Pada saat Ketua Mahkamah Syar'iyah telah menunjuk Majelis hakim untuk memeriksa
perkara jinayah sesuai dengan penetapan Ketua Mahkamah Syar'iyah, maka hakim/majelis yang
ditunjuk segera mempelajari berkas yang diserahkan dengan membuat PHS (Penetapan Hari
Sidang), disertai dengan perintah menghadirkan terdakwa di depan sidang Mahkamah oleh Jaksa
Penuntut. Yang perlu jadi perhatian dalam penetapan hari sidang,pemberitahuan hari sidang
disampaikan oleh penuntut umum kepada terdakwa di alamat tempat tinggalnya atau
disampaikan di tempat kediaman terakhir apabila tempat tinggalnya diketahui.

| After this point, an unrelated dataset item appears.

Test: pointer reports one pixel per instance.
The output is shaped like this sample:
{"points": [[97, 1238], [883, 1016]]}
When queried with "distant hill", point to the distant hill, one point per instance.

Penetapan Hari Sidang dan Court Calendar (Kalender Jadwal Persidangan) ini dibuat dua kali
yakni:

- Setelah selesai melakukan Pemeriksaan Persiapan danakan memasuki tahapan jawab-menjawab


(dari pembacaan gugatan, jawaban, replik, duplik) maka Hakim Ketua Majelis (atau hakim
tunggal) akan membuat Penetapan Hari Sidang dan Court Calendar (jadwal persidangan)berupa
Penetapan Hari Sidang, dengan agenda Gugatan,Jawaban, Replik, dan Duplik sesuai Pasal 21
ayat (1) PERMA No. I Tahun 2019.

- Setelah selesai tahapan jawab menjawab (penyerahan gugatan sampai duplik), maka sebelum
masuk tahap pembuktian, Majelis Hakim (atau hakim tunggal) akan membuat Penetapan Hari
Sidang dan Court Calendar (jadwal persidangan) berupa Penetapan Hari Sidang,dengan agenda
Pembuktian, Kesimpulan, dan Pengucapan Putusan Secara Elektronik sesuai Pasal 21 ayat (2)
PERMA No. 1 Tahun 2019. Isi dari penetapan tersebut adalah menetapkan hari, tanggal dan jam
dari pemeriksaan bukti maupun penyampaian dokumen-dokumen seperti kesimpulan, dan
putusan.

D. Pemanggilan Pihak – pihak secara Manual dan secara Elektronik

Setelah proses perkara didaftarkan di Pengadilan Agama dan Ketua Majelis telah menetapkan
hari sidang selanjutnya diperintahkan kepada Jurusita / Jurusita Pengganti untuk memanggil para pihak
berperkara pada hari dan jam yang telah ditetapkan.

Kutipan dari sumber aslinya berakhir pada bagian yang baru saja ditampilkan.